Утром 13 июля утихли бои. Не знаю, почему именно ко мне пехотинцы привели пленного гауптштурмфюрера. Целенького. Со всеми регалиями, даже с небольшой золотой свастикой на левом лацкане кителя. По знакам различия я определил, что он танкист. Солдат вручил мне его документы. Я сел на каменную тумбу и стал их просматривать. Командир танкового батальона в дивизии СС. Гауптштурмфюрер? Не может быть! Гауптштурмфюрер – это гауптман, капитан.

Структура эсэсовской танковой дивизии была мне знакома до мельчайших подробностей. В дивизии только один танковый полк, состоящий из трех батальонов. В каждом батальоне танков больше, чем в советской бригаде. Командиром батальона должен быть полковник, а передо мной стоял капитан. Много орденов, пожилой (1913 года рождения, то есть тридцать один год), командир эсэсовского танкового батальона, и всего лишь гауптштурмфюрер!

– Зецен зи зих, битте, – указал я ему на соседнюю тумбу. Эта фраза еще не вызвала у меня языковых затруднений.

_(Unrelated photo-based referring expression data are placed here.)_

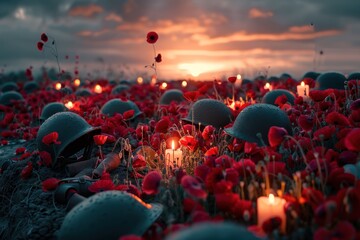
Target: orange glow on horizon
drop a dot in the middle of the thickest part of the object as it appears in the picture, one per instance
(98, 89)
(77, 82)
(58, 86)
(195, 69)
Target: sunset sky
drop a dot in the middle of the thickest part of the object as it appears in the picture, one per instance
(205, 39)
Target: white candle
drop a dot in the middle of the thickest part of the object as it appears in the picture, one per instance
(173, 158)
(98, 89)
(269, 207)
(303, 90)
(268, 86)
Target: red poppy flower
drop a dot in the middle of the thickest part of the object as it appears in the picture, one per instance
(212, 152)
(44, 37)
(336, 118)
(50, 184)
(151, 183)
(352, 140)
(162, 125)
(232, 79)
(51, 138)
(193, 187)
(100, 139)
(224, 161)
(202, 171)
(306, 122)
(101, 186)
(45, 158)
(232, 176)
(128, 114)
(276, 135)
(325, 133)
(139, 161)
(189, 141)
(130, 237)
(158, 58)
(271, 224)
(281, 100)
(313, 197)
(26, 171)
(190, 205)
(245, 167)
(152, 37)
(40, 46)
(223, 186)
(355, 105)
(20, 150)
(343, 230)
(191, 96)
(208, 132)
(225, 201)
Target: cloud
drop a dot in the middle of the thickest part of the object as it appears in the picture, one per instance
(258, 13)
(86, 11)
(113, 17)
(301, 29)
(243, 36)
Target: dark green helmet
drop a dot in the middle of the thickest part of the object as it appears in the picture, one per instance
(109, 215)
(74, 134)
(255, 121)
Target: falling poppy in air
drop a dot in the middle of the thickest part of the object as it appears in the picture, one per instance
(51, 138)
(40, 46)
(100, 139)
(232, 79)
(151, 183)
(44, 37)
(276, 135)
(193, 187)
(152, 37)
(158, 58)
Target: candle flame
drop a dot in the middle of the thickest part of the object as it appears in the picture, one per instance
(77, 82)
(98, 88)
(184, 83)
(140, 80)
(163, 85)
(69, 105)
(267, 86)
(271, 198)
(58, 86)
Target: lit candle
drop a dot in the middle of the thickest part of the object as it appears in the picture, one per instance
(98, 89)
(163, 85)
(184, 83)
(268, 86)
(303, 89)
(153, 80)
(77, 82)
(58, 86)
(69, 105)
(269, 207)
(140, 80)
(173, 158)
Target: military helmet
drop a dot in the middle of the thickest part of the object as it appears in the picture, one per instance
(52, 108)
(255, 121)
(171, 95)
(328, 80)
(74, 134)
(271, 96)
(8, 97)
(109, 215)
(209, 112)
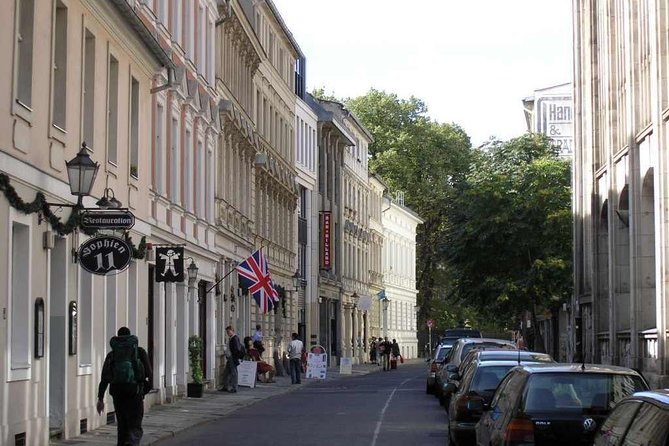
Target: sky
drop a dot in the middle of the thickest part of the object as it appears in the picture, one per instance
(471, 61)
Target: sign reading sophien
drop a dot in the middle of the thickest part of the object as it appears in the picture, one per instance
(104, 255)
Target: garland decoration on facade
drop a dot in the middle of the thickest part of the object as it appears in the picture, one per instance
(41, 206)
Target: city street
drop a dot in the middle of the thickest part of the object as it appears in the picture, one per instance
(384, 408)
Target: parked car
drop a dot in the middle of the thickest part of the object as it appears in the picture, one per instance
(553, 404)
(457, 354)
(434, 364)
(480, 376)
(640, 419)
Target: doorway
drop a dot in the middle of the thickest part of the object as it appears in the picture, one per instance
(57, 333)
(202, 302)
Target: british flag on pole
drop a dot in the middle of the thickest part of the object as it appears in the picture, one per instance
(254, 274)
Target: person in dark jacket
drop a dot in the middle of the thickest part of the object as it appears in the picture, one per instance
(127, 392)
(234, 355)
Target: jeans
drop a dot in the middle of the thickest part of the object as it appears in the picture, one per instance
(295, 370)
(129, 415)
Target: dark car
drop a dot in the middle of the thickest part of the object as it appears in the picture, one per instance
(457, 354)
(480, 377)
(642, 418)
(434, 364)
(553, 404)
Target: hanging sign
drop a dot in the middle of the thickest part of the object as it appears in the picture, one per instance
(104, 255)
(107, 219)
(317, 363)
(170, 264)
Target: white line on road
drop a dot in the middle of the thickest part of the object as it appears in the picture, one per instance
(383, 411)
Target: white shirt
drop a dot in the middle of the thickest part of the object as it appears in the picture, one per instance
(295, 349)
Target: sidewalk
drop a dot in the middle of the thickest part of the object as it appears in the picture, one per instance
(167, 420)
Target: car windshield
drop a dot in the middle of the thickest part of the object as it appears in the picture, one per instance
(486, 379)
(468, 347)
(584, 392)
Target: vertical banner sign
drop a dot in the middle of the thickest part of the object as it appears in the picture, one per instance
(170, 264)
(327, 249)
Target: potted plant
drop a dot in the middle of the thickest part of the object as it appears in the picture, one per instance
(195, 388)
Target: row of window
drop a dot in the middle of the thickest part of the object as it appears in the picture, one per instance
(183, 169)
(193, 29)
(91, 81)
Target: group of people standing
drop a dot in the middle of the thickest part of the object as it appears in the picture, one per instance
(384, 353)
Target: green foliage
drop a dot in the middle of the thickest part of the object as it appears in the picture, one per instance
(195, 349)
(425, 160)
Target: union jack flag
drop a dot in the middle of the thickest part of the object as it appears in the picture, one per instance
(254, 274)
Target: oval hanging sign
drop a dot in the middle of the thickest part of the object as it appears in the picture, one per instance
(104, 255)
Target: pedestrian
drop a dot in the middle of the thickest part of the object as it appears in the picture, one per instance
(234, 355)
(395, 351)
(372, 351)
(127, 371)
(295, 354)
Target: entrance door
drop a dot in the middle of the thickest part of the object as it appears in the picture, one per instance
(150, 317)
(57, 333)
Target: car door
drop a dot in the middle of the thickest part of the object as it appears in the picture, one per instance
(613, 430)
(650, 427)
(487, 427)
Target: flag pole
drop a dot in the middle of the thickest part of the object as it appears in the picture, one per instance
(221, 280)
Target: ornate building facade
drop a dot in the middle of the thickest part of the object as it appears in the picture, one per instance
(619, 312)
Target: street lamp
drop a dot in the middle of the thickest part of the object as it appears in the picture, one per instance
(192, 273)
(81, 172)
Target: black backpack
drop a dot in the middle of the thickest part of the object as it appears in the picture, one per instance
(128, 372)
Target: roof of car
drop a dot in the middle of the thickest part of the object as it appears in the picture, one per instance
(577, 368)
(659, 397)
(483, 340)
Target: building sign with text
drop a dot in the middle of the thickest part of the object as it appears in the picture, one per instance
(555, 119)
(327, 247)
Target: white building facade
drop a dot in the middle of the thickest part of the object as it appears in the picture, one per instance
(620, 308)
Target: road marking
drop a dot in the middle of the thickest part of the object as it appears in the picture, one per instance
(383, 411)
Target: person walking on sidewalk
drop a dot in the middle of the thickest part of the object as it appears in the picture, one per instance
(295, 354)
(127, 371)
(234, 355)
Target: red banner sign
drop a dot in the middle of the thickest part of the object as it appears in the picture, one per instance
(327, 248)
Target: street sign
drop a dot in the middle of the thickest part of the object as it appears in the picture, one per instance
(104, 255)
(107, 219)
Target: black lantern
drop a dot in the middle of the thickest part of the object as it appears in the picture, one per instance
(81, 171)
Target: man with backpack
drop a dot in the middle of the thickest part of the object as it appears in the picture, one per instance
(235, 354)
(128, 373)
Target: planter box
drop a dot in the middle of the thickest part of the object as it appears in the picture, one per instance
(194, 390)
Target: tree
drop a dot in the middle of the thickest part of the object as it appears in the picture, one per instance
(424, 159)
(510, 244)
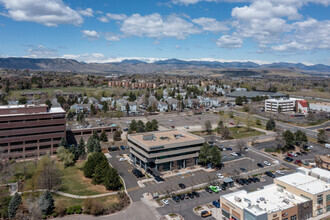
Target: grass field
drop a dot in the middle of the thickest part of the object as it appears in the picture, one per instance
(74, 182)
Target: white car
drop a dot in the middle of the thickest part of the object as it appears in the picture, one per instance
(165, 202)
(267, 163)
(279, 172)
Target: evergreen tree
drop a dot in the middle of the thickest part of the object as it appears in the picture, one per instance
(112, 180)
(103, 136)
(46, 203)
(15, 201)
(63, 143)
(81, 147)
(271, 125)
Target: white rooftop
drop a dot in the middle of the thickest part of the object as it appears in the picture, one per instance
(268, 200)
(306, 183)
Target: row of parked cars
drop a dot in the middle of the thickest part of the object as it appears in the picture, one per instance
(180, 197)
(247, 181)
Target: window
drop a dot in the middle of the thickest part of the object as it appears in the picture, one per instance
(320, 199)
(294, 217)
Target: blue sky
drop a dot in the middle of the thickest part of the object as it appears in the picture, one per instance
(111, 30)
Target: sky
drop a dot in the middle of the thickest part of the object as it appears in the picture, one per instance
(262, 31)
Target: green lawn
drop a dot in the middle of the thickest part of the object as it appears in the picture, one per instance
(74, 182)
(242, 132)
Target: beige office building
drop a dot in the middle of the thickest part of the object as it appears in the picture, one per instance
(313, 184)
(164, 150)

И вот, мобилизовав эти «обширные» знания, я начал допрос, на который меня никто не уполномочил. Просто было очень любопытно, каким образом в Вильнюсе оказался командир танкового батальона дивизии «Викинг».

Гауптштурмфюрер с насмешкой наблюдал за тем, как мучительно я подбираю слова, чтобы сконструировать фразу, и вдруг ответил на вполне приличном русском языке.

Оказалось, что часть танков немецкого батальона выскочила из окружения северо-западнее Вильнюса. Его танк Т-6, тигр, был подбит, а он вместе с двумя членами экипажа вернулся в город. Он австриец, родом из Вены, учился в университете. В 1933 году из идейных соображений вступил в национал-социалистическую партию.

– А вы знаете, что я еврей? – с вызовом спросил я. – Ну и что? Я знаю, что вы из Второй гвардейской танковой бригады, и догадываюсь, что вы коммунист. Этого уже достаточно, чтобы вас убили, если бы вы попали в наши руки. То, что вы еврей, уже ничего не прибавило бы.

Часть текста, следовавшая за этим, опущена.